Aujourd’hui, Bellamy a l’air un peu maussade quand je suggère que les manivelles saisira sa référence, dans Ghosts (How Can I Move On), au Great Reset, une initiative du Forum économique mondial qui a théories du complot inspirées sur un gouvernement mondial unique. La chanson parle en fait de personnes qui ont perdu leur partenaire pendant la pandémie. De quoi, je me demande, s’inquiète-t-il le plus ?

“Une énorme inégalité de richesse, une énorme division politique et une dette ridiculement inutilisable – tout cela est synonyme de la fin d’un empire”, dit-il sans hésitation. «Je pense qu’en Occident, beaucoup de gens pensent qu’il existe un réel besoin de changement systémique. Ce qui me préoccupe, c’est que cela n’arrivera pas. Le pire scénario est qu’une sorte d’extrémiste émerge et qu’une révolution se produise qui se termine par le pire cauchemar de George Orwell.

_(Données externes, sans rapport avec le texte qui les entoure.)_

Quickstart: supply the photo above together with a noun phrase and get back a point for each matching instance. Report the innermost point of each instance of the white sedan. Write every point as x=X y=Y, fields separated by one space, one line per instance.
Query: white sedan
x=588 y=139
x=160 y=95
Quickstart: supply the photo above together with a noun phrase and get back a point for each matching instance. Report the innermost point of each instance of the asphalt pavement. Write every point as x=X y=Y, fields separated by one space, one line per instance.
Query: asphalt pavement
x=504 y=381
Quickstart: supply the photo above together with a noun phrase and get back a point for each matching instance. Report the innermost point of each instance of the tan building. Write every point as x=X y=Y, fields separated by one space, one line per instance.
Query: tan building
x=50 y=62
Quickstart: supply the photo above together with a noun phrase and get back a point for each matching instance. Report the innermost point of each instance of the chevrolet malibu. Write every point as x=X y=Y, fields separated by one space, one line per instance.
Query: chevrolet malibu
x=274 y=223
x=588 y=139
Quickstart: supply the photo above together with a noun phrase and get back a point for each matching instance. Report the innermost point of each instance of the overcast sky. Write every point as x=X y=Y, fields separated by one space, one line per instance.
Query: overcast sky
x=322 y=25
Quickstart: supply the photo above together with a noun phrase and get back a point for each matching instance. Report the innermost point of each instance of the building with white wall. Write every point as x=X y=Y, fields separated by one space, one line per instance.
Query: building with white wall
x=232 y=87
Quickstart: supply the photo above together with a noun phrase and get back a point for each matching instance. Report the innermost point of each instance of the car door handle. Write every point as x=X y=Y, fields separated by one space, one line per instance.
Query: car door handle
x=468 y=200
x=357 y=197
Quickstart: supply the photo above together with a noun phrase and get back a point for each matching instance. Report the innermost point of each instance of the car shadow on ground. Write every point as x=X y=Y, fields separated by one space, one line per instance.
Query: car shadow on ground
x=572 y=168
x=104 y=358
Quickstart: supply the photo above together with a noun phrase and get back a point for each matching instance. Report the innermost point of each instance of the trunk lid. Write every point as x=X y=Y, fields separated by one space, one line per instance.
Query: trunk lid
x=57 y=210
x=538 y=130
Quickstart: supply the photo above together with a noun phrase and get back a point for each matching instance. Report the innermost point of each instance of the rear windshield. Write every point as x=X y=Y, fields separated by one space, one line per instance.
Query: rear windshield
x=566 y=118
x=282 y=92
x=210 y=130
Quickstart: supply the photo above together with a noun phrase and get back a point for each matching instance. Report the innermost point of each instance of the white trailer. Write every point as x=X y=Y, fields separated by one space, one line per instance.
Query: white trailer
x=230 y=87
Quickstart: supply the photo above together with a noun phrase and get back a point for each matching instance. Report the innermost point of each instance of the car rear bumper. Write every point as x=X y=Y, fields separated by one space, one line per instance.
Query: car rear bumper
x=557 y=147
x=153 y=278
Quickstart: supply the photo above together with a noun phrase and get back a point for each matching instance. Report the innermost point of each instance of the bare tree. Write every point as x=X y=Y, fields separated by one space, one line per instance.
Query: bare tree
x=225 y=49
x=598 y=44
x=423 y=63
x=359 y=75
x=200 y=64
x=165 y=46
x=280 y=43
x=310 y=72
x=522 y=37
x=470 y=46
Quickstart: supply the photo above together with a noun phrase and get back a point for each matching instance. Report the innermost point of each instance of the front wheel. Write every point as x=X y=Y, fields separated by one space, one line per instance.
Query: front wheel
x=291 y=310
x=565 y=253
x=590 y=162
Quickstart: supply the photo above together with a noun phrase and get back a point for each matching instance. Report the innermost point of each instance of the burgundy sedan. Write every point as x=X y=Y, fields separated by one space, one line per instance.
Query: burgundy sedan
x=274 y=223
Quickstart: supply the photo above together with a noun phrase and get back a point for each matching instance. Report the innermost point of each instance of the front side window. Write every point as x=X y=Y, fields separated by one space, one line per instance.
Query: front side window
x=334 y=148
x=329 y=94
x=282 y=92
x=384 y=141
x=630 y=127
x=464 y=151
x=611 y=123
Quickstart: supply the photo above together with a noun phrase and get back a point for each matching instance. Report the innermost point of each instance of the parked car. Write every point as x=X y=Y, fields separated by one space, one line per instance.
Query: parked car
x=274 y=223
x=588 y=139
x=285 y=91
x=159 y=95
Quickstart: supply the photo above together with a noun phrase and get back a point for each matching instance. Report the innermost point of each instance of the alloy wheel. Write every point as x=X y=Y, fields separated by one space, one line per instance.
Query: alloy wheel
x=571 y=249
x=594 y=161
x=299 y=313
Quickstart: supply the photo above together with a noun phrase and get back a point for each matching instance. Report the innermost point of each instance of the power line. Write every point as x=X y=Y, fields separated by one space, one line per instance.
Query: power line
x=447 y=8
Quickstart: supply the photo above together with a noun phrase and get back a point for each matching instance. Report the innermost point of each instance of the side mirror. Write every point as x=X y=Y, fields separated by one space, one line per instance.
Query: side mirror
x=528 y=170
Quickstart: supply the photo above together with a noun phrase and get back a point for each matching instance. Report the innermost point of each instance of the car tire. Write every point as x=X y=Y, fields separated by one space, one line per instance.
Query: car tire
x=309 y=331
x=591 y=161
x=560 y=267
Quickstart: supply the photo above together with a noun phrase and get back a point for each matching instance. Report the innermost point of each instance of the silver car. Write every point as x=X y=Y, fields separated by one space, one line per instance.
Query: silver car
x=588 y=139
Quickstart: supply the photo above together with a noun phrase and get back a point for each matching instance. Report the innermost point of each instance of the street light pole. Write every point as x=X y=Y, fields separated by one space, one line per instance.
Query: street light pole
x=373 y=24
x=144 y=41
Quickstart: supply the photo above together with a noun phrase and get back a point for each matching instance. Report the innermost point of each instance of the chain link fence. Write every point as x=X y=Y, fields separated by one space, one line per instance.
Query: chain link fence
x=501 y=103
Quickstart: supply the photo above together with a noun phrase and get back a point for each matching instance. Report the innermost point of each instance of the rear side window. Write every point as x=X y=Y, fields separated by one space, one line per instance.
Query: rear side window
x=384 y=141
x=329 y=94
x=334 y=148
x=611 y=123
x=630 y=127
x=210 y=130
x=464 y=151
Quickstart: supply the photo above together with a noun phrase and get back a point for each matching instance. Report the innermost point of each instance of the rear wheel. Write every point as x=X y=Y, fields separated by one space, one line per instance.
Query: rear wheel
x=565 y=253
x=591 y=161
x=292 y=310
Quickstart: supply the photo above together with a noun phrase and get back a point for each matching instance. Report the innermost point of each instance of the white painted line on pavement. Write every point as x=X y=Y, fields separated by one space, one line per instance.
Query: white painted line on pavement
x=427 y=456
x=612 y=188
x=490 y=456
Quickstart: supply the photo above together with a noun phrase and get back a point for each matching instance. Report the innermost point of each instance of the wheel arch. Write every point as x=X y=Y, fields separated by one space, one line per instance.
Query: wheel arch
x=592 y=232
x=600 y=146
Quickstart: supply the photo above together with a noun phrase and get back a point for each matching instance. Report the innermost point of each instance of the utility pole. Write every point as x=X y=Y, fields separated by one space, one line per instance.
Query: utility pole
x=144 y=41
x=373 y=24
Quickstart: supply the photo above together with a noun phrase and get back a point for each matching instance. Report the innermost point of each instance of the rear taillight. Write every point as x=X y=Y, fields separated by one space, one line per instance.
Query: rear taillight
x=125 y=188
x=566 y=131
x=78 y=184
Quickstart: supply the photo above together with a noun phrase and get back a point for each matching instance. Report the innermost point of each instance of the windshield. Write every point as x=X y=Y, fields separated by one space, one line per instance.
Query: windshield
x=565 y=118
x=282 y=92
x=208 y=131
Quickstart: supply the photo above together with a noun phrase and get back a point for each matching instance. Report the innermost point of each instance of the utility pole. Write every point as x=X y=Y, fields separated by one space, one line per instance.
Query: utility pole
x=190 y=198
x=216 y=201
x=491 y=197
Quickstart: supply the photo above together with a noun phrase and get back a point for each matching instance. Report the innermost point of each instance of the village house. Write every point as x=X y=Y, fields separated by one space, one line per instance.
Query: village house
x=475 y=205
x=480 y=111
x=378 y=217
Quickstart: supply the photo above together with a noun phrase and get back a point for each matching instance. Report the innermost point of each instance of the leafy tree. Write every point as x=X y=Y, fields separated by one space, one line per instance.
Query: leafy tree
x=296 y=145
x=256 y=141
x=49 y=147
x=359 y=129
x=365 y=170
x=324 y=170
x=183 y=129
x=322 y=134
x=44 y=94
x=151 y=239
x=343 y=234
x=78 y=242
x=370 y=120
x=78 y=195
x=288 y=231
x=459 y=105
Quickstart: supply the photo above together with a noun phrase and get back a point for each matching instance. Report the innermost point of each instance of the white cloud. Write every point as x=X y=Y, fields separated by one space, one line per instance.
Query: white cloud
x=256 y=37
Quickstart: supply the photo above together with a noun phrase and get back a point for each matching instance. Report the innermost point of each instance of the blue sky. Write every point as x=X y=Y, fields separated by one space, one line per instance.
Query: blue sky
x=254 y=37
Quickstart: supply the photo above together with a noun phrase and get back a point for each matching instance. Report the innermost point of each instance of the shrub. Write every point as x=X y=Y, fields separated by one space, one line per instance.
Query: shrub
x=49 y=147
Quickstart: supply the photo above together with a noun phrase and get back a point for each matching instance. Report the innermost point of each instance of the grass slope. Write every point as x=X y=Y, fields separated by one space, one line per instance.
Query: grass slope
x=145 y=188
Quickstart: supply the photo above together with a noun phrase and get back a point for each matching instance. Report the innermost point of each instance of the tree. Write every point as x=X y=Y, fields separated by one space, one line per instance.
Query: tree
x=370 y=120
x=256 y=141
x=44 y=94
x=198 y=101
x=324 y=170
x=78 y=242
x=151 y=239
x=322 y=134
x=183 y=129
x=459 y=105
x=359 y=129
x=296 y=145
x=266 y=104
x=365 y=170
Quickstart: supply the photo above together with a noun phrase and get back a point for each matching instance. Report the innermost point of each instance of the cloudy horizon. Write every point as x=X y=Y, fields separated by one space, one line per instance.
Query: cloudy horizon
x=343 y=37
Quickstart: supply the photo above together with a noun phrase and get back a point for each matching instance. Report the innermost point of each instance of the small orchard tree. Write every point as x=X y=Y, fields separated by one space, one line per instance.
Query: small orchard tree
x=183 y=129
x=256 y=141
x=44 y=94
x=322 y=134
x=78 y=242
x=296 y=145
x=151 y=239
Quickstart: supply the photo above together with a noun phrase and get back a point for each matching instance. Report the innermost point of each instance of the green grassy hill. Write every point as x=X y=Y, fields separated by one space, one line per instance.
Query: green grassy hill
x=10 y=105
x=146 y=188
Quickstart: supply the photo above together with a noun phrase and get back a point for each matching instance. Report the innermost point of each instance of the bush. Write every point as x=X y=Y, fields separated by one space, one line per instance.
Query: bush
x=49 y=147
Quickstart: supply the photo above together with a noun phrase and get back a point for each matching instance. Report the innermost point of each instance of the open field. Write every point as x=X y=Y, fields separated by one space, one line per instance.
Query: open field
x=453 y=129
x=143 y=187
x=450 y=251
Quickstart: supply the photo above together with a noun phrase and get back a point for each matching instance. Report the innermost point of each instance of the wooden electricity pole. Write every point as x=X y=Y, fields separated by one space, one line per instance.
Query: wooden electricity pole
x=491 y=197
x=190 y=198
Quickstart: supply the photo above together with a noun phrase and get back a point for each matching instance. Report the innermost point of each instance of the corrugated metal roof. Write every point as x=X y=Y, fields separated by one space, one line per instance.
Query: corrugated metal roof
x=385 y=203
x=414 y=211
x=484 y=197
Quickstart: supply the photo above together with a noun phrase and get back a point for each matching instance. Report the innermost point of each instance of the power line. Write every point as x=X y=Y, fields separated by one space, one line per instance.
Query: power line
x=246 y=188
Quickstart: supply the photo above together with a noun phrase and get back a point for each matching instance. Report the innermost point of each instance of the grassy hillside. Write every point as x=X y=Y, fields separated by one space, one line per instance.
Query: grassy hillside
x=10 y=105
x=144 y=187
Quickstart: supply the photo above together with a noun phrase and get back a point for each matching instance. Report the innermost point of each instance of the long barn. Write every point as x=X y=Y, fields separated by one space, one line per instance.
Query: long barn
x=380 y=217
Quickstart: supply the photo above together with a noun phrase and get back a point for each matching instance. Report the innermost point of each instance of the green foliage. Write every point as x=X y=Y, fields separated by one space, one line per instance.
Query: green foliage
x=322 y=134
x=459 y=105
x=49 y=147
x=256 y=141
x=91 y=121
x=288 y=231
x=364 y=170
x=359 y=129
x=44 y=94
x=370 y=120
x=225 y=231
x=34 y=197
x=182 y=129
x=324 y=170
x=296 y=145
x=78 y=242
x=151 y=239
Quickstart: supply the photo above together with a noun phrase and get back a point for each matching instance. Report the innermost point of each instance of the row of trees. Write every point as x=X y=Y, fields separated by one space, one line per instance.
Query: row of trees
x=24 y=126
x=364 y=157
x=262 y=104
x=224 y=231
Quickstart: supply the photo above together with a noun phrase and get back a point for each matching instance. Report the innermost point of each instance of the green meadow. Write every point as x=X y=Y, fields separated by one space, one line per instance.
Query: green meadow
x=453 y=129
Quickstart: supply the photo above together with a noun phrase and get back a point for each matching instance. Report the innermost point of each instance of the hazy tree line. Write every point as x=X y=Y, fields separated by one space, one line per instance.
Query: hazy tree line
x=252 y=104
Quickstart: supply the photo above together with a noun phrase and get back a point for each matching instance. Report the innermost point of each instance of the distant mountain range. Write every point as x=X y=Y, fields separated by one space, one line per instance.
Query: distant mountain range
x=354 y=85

Mais attends, ça devient pire. Une alternative est « le chaos absolu et la guerre civile, et des joueurs comme la Chine commencent à en profiter. Chaque empire finit par prendre fin. La somme de toutes les peurs, évidemment, est la guerre mondiale. Il est de plus en plus difficile pour moi d’imaginer comment éviter cela que cela ne se produise réellement.

'J'adore être en plein milieu'… Muse à Air Studios à Hampstead.
‘J’adore être en plein milieu’… Muse à Air Studios à Hampstead. Photographie: Sarah Lee / The Guardian

Comme l’indique le titre du morceau Apocalypse Please de Muse en 2004, Bellamy savourait la catastrophe. Maintenant que le monde semble véritablement catastrophique, il s’intéresse davantage aux solutions. Il passe beaucoup de temps dans la Silicon Valley, investissant dans des start-ups, principalement liées à l’énergie propre. Il s’avère que les jeunes entrepreneurs idéalistes sont son genre de personnes. “Cela m’a donné de l’optimisme”, dit-il. “Lorsque vous entendez leurs idées et leur vision de l’avenir, cela vous donne un véritable espoir que bon nombre des plus gros problèmes auxquels nous sommes confrontés pourraient être résolus.”

Pense-t-il qu’Elon Musk est une sorte de Matt Bellamy à l’envers : un technicien qui aurait aimé être une pop star ? “C’est drôle,” dit-il d’un ton neutre, s’arrêtant pour choisir ses mots de peur d’énerver les Mousquetaires. « Je ne sais pas si la solution est de trouver une autre planète où vivre. Je pense que trouver des moyens de maintenir celui-ci devrait être le numéro un. Mais cela devrait inclure des choses comme la défense contre les astéroïdes. Je suis au milieu.”

Bellamy se qualifie généralement de libertaire de gauche, mais il a joué avec un nouveau concept qu’il appelle le métacentrisme. “Je pense que je l’ai inventé”, dit-il timidement. “Je suis sûr qu’il y a des gens bien plus qualifiés que moi qui peuvent décrire ce que j’essaie de dire.” L’essentiel est de combiner des idées issues de différentes traditions politiques. Les politiques qu’il approuve sont radicales mais pas irréalisables – abolition de la monarchie et de la Chambre des Lords, gouvernement décentralisé, décarbonisation, taxe sur la valeur foncière, plafonnement de la taille des entreprises – et ne sont pas facilement canalisées dans des hymnes cathartiques de rock de stade. « Y a-t-il quelque chose dans cette oscillation entre deux extrêmes ? Nous sommes coincés dans cet état d’esprit unidimensionnel sur ce qu’est la politique et de quel côté vous êtes.

Muse, dit Bellamy, a commencé comme « une expression émotionnelle d’anxiétés inconnues : je ne sais pas vraiment pourquoi je me sens comme ça. Je dis des choses et je fais des choses et certaines sont déroutantes, certaines sont bizarres, certaines sont stupides. Mais j’essaie au fil du temps de comprendre en quoi consistent ces émotions sous-jacentes et ce que je peux faire à ce sujet. En dehors de la musique, la version civile de Matt Bellamy cherche des raisons de croire que nous ne sommes pas, en fait, foutus. “J’ai atteint un âge où je ne suis pas si titillé par la catastrophe.”